Candidate genotypes in prediction of coronary heart disease
Bolton, Jennifer Lynn
MetadataShow full item record
Introduction There has been much discussion on personalised medicine; however use of genotype in risk prediction for coronary heart disease (CHD) has not resulted in appreciable improvements over non-genetic risk factors. The primary aim was to determine whether candidate single nucleotide polymorphisms (SNPs) identified from genome-wide association studies improved prediction of CHD over conventional risk factors (CRF). The secondary aim was to determine whether the use of apolipoproteins or lipoprotein(a) improved risk prediction of CHD. Methods Analyses used the Edinburgh Heart Disease Prevention Study (EHDPS), with 1592 men aged 30-59 and follow-up after 20 years; and the Edinburgh Artery Study (EAS), with 1592 men and women aged 54-75 and 15 years of follow-up.
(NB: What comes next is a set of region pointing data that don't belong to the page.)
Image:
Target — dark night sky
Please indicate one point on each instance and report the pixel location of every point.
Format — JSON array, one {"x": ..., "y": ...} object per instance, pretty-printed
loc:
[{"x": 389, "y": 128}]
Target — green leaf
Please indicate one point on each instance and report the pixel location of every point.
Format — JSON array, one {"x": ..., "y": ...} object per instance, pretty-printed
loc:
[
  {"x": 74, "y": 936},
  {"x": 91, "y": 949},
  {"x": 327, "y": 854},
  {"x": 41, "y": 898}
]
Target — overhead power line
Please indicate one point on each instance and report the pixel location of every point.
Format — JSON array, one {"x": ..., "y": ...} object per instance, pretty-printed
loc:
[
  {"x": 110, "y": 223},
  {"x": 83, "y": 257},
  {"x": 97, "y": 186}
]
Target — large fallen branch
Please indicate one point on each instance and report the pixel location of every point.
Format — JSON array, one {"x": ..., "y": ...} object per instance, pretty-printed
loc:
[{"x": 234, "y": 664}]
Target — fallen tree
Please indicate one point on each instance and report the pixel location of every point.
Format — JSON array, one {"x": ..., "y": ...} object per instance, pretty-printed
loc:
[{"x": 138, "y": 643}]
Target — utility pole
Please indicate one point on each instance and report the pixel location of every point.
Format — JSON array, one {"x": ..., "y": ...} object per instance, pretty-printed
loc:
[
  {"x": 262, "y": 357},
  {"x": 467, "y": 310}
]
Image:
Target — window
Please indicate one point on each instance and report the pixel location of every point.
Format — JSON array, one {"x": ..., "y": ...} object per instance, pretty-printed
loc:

Candidate SNPs were identified by systematic literature reviews. CHD status was evaluated as severe (myocardial infarction or coronary revascularisation), and any (severe CHD, angina or non-specified ischaemic heart disease). Cox proportional hazards models were used to evaluate addition of candidate SNPs or lipids to models containing CRF. Results A group of genome-wide significant SNPs resulted in a non-significant improvement in C-index for severe CHD (0.038, p=0.082), and a significant improvement in C-index for any CHD (0.042, p=0.016); the associated net reclassification improvements (NRI) were 20.5% and 18.7%, respectively. Regression trees identified SNPs that were predictive of the remaining variance after adjusting for CRF; this resulted in a significant improvement in C-index for any CHD (0.031, p=0.008). The NRI were 11.0% and 9.6% for severe and any CHD, respectively. When compared with HDL cholesterol/total cholesterol, apolipoprotein AI/total cholesterol yielded a NRI of 3.3% for severe CHD. Lipoprotein(a) improved prediction of severe CHD, with a non-significant improvement in C-index (0.020, p=0.087), and NRI of 11.8%. Conclusion The results of this study indicate that a well selected group of candidate SNPs can improve risk prediction for CHD over-and-above CRF. The inclusion of lipoprotein(a), along with CRF, appeared to improve prediction of severe CHD, but not any CHD.